The Singles Bar: Lil Wayne feat. Jadakiss and Drake, “It’s Good”

Posted by on 08/24/2011 at 5:07 PM Reviews
The Popdust Files: drake, it's good, Jadakiss, lil wayne
Much as we love ’70s and ’80s conceptual rockers The Alan Parsons Project here at Popdust, chances are, if you’re prominently sampling them for a hip-hop song, it’s not going to be of the club banger variety. “It’s Good,” the latest cut to leak from Lil Wayne‘s upcoming Tha Carter IV album, sees the Martian, along with special guests Drake and Jadakiss, slowing things down over an impossibly somber sample from the Project’s “The Cask of Amantillado“—named after an Edgar Alan Poe short story, of course—and maybe attempting to get introspective, though with Wayne and friends, true introspection can be kind of sorta hard to come by.
http://www.youtube.com/watch?v=SCgxt564oS0
Of the three rappers on the song, Jadakiss, up first, probably has the most success matching the tone of the beat. “Think life is a game / But all you get is a turn,” raps Jada. “You live and you learn, either you freeze or you burn.” Jada loses points for a time-killing/watch-damage pun (“Shoot me in the watch / I got time to kill,” a borrow from Weezy’s own “I get money to kill time / Dead clocks” off the same album’s “John”) and for reminding us of the forever-ongoing NBA strike (“Ain’t no collective bargaining on cocaine”—thanks, Jada), but at least he appears to be taking things seriously.
It’s more than we can say for Drake and Wayne. Drake recycles his general Woe is Me themes of being unsure of himself (“Mind in one place / Heart in another”) and wondering why haters gotta hate on his fame and fortune (“They telling lies about me / I musta made it”), and takes the time to awkwardly celebrate his friend’s release from incarceration (“Watching all these kids who thought they had figured it out / And the November came, they let my nigga out”), something we feel like may happen multiple times across Tha Carter IV.
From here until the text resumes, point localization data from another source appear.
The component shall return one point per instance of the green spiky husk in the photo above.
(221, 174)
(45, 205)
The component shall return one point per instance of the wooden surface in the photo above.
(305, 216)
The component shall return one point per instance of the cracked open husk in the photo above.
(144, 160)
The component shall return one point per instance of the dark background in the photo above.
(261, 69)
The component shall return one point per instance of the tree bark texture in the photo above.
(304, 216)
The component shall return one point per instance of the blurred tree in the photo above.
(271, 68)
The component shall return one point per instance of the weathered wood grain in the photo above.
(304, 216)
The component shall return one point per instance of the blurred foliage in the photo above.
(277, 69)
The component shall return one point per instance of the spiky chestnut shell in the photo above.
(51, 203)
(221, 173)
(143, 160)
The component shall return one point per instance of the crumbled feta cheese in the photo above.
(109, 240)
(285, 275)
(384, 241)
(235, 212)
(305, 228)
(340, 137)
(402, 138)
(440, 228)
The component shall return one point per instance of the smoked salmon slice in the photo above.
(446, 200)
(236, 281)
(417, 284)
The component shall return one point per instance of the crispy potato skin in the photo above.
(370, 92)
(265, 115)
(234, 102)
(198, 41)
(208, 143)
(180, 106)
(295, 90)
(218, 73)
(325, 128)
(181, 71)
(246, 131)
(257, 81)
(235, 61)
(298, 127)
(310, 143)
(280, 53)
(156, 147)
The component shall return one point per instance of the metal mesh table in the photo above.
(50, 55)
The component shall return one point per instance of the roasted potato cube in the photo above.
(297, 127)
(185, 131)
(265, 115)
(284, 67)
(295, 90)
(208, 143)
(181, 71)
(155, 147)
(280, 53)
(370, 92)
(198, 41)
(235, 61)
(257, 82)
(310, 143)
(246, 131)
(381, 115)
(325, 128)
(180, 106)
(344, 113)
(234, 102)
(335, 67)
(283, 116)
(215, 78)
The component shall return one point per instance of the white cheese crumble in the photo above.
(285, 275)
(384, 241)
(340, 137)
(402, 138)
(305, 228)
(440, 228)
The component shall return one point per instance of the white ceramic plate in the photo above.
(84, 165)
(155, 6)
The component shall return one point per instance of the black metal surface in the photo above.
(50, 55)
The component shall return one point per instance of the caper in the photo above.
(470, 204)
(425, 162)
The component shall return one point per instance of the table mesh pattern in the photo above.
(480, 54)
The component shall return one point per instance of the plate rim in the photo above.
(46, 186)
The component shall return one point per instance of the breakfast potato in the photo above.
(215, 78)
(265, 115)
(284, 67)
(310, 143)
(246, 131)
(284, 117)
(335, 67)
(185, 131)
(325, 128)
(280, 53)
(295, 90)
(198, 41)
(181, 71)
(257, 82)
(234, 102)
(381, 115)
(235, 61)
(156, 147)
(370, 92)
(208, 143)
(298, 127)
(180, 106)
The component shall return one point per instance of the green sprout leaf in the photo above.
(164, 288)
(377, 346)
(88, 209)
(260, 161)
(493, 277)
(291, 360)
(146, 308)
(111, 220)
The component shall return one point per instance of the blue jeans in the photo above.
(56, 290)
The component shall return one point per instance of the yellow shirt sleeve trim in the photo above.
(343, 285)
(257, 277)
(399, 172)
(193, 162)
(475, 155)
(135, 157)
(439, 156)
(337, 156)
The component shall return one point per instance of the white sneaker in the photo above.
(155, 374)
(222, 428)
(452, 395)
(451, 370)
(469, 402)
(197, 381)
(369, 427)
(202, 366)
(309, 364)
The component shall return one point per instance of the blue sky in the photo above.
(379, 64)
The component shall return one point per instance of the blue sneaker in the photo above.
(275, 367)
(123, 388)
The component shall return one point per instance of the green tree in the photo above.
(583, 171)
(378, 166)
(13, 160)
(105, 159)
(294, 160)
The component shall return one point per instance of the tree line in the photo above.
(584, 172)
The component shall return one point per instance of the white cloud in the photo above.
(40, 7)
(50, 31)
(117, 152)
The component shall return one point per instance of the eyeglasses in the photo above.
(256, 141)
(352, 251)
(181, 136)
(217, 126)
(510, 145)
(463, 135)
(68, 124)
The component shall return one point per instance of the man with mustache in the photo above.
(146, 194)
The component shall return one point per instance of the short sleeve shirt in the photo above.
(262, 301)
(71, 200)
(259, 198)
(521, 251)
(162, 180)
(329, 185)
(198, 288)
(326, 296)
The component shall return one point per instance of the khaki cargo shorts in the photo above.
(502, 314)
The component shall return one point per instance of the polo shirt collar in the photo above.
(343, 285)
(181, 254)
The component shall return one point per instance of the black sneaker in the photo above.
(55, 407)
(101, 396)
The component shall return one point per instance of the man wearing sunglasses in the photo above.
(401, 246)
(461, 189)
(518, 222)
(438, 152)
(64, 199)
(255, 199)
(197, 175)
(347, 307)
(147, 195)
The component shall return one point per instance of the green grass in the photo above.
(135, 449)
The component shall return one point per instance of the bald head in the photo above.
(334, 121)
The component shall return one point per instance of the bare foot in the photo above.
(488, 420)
It’s still better than Weezy’s verse, which subsists mostly of bizarre brags about his sexual conquests (“Pussy good as baby powder,” “Nigga I’m straight, my girl a faggot” (???)) and unnecessary pop culture references (“Niggas act like bitches / Shanaynay oh my goodness,” “I just throw the alley-oop to Drake Griffin”). Maybe it’d come off as amusing over a more jovial-sounding beat, but with Parsons and company plodding in the background—”Cask” even plays unedited for the song’s first 25 seconds—it just sounds uncalled for. And “She Will” was so promising.